C’est cela, le vrai symptôme. Nous ne savons plus voir la vie depuis notre cœur.

L’oignon de l’aliénation

J’ai alors compris que j’avais passé des années à examiner les différentes couches d’un gigantesque oignon civilisationnel.

La couche extérieure la plus visible est aujourd’hui l’économie de captation de l’attention. Des milliers de systèmes sont en compétition pour décider ce que nous allons regarder, désirer, craindre et acheter pendant les trente prochaines secondes.

En dessous se trouvent les cadres organisationnels. L’école, l’entreprise, l’administration, les systèmes de soin, la politique : des architectures qui ne nous disent pas seulement quoi faire, mais finissent par définir ce qu’il est possible d’imaginer. Un cadre produit des comportements, puis utilise ces comportements comme preuve qu’il était nécessaire.

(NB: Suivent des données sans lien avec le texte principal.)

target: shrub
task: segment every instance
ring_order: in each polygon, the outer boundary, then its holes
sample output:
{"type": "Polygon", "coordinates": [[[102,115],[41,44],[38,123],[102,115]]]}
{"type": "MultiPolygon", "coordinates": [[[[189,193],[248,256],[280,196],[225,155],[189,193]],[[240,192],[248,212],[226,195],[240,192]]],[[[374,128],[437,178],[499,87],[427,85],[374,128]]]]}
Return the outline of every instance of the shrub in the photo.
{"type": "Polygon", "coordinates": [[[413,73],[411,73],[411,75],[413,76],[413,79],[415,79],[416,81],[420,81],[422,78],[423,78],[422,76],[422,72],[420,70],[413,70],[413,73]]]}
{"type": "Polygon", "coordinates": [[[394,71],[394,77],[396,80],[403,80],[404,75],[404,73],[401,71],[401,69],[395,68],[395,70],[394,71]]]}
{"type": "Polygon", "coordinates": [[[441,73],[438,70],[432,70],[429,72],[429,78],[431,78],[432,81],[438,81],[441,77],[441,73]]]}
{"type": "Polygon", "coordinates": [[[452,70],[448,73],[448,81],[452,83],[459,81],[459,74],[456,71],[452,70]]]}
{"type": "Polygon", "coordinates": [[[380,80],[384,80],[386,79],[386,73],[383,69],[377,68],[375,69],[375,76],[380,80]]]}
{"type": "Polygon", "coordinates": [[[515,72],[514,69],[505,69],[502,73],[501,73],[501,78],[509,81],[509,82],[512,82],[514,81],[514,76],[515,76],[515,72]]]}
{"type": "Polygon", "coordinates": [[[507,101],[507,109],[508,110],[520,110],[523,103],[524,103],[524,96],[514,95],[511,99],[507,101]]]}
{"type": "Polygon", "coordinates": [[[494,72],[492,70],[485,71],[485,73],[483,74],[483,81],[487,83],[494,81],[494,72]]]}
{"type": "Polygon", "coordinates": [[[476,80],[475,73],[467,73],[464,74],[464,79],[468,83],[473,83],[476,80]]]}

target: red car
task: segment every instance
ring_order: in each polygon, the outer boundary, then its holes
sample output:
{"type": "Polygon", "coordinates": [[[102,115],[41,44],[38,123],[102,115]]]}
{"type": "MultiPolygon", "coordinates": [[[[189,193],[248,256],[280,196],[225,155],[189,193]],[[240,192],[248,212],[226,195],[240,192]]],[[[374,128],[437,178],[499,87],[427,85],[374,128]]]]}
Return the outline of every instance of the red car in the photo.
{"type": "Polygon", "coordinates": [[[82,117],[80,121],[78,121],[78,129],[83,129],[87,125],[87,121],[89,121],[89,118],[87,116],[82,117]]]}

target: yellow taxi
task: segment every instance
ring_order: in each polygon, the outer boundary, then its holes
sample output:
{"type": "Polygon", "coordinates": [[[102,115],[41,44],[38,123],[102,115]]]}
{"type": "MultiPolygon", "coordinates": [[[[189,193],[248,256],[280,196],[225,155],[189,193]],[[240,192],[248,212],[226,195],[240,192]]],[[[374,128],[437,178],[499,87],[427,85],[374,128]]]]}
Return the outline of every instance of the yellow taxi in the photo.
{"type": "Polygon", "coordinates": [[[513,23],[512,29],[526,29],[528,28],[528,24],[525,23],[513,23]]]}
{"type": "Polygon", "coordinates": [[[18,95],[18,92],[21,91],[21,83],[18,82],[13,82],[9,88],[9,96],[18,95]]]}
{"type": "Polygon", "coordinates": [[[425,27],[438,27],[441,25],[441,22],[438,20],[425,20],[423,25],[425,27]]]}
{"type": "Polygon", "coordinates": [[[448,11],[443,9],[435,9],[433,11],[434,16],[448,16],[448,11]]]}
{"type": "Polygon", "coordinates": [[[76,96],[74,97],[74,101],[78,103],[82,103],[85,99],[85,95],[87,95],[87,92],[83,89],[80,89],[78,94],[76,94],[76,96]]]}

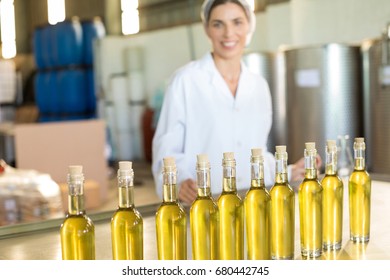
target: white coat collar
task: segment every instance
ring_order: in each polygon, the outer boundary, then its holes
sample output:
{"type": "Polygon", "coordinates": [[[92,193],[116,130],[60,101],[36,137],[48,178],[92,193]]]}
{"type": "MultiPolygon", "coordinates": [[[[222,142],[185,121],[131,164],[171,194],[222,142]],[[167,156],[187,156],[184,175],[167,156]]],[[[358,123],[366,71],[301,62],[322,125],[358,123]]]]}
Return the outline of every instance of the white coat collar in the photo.
{"type": "MultiPolygon", "coordinates": [[[[215,66],[213,57],[210,52],[205,54],[201,58],[200,65],[203,71],[209,73],[210,84],[212,84],[217,88],[220,87],[227,88],[227,84],[224,82],[221,73],[219,73],[217,67],[215,66]]],[[[242,88],[247,89],[248,87],[252,86],[252,80],[249,78],[248,74],[249,74],[249,69],[246,67],[245,63],[241,61],[241,74],[240,74],[240,80],[239,80],[236,96],[245,94],[247,90],[242,90],[242,88]]]]}

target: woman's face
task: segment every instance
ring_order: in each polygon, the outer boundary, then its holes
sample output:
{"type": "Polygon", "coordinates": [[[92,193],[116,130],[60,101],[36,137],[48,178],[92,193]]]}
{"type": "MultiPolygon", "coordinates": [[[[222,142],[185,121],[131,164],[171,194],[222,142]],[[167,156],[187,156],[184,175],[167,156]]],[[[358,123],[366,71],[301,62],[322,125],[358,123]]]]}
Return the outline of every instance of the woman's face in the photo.
{"type": "Polygon", "coordinates": [[[234,3],[216,6],[206,27],[214,56],[223,59],[241,57],[248,30],[249,22],[241,6],[234,3]]]}

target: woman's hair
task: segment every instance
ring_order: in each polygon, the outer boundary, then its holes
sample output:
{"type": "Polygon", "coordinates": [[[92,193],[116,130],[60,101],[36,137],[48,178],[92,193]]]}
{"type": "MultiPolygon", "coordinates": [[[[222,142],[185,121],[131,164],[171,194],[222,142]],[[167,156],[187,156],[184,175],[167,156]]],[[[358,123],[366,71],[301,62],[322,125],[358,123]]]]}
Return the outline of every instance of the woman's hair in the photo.
{"type": "Polygon", "coordinates": [[[210,20],[211,11],[215,7],[226,3],[236,4],[240,6],[245,12],[246,18],[249,22],[249,31],[247,35],[247,44],[249,44],[256,28],[256,17],[246,0],[204,0],[200,10],[200,17],[202,18],[203,25],[207,27],[210,20]]]}
{"type": "Polygon", "coordinates": [[[250,7],[246,0],[205,0],[202,5],[200,16],[202,18],[203,24],[207,25],[210,20],[210,15],[212,10],[219,6],[226,3],[234,3],[242,8],[242,10],[245,12],[245,15],[248,19],[248,21],[251,20],[250,18],[250,7]]]}

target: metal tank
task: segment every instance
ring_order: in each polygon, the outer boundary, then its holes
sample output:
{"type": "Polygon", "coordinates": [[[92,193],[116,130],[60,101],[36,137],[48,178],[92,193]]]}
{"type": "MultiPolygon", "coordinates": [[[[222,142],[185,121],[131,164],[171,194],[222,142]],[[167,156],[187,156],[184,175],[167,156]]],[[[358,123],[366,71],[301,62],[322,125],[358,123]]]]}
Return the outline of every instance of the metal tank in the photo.
{"type": "Polygon", "coordinates": [[[360,46],[334,43],[283,52],[278,83],[285,83],[280,88],[289,162],[303,157],[305,142],[315,142],[324,161],[328,139],[363,136],[360,46]]]}
{"type": "Polygon", "coordinates": [[[272,127],[267,142],[267,149],[271,153],[275,152],[275,146],[278,145],[278,133],[280,131],[280,129],[278,129],[278,111],[280,107],[278,106],[278,102],[276,102],[275,96],[275,58],[276,55],[271,52],[247,52],[243,56],[243,61],[248,68],[252,72],[260,74],[267,80],[271,92],[273,117],[272,127]]]}
{"type": "Polygon", "coordinates": [[[362,43],[364,133],[368,169],[390,173],[390,25],[381,38],[362,43]]]}

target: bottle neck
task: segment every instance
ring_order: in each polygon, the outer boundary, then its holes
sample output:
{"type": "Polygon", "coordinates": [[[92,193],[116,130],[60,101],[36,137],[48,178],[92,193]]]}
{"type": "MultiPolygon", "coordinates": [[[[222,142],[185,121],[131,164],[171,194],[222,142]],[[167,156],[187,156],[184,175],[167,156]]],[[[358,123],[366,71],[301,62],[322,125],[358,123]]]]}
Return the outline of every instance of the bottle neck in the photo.
{"type": "Polygon", "coordinates": [[[355,170],[364,170],[366,168],[364,149],[354,149],[355,152],[355,170]]]}
{"type": "Polygon", "coordinates": [[[275,182],[287,183],[287,153],[275,154],[275,182]]]}
{"type": "Polygon", "coordinates": [[[305,178],[307,179],[317,178],[316,154],[315,151],[305,150],[305,178]]]}
{"type": "Polygon", "coordinates": [[[223,166],[223,191],[236,192],[236,167],[231,165],[223,166]]]}
{"type": "Polygon", "coordinates": [[[176,171],[163,172],[163,201],[177,201],[176,171]]]}
{"type": "Polygon", "coordinates": [[[197,168],[196,183],[198,185],[198,196],[211,196],[210,168],[197,168]]]}
{"type": "Polygon", "coordinates": [[[254,161],[251,163],[251,187],[265,188],[264,183],[264,164],[262,161],[254,161]]]}
{"type": "Polygon", "coordinates": [[[327,148],[325,159],[325,174],[336,175],[337,174],[337,147],[334,149],[327,148]]]}
{"type": "Polygon", "coordinates": [[[84,206],[84,176],[82,174],[68,175],[68,212],[71,215],[85,214],[84,206]]]}
{"type": "Polygon", "coordinates": [[[118,171],[119,207],[134,206],[134,176],[132,172],[118,171]]]}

Sous ces cadres se trouvent les traumatismes collectifs. Guerres, humiliations, famines, violences, abandons, mémoires familiales. Des peurs anciennes continuent d’organiser des décisions prises par des gens persuadés d’être parfaitement rationnels.

Plus profond encore apparaît le pratico-inerte : toutes ces peurs et croyances qui se sont solidifiées dans des bâtiments, des procédures, des technologies, des contrats, des horaires, des institutions. Le système devient matériel. Il n’a même plus besoin que quelqu’un y croie pour continuer à fonctionner.

Et au centre se trouve enfin le code-source qui tient toutes ces couches ensemble : le récit de séparation. L’idée que je suis ici et que le monde est là-bas. Que l’humain est séparé de la nature. Que l’individu est séparé du collectif. Que la raison doit vaincre l’émotion. Que l’ordre doit vaincre le chaos. Que le masculin et le féminin sont condamnés à se disputer la télécommande cosmique. Que ma sécurité dépend de ma capacité à contrôler ce qui m’entoure.

À force de raconter cette histoire pendant des millénaires, nous avons fini par oublier que c’était une histoire. Nous l’appelons désormais « réalité ».

Les couches concentriques de l’aliénation, des systèmes visibles jusqu’au récit de séparation

J’ai donc trouvé la solution. Une histoire d’Ombre.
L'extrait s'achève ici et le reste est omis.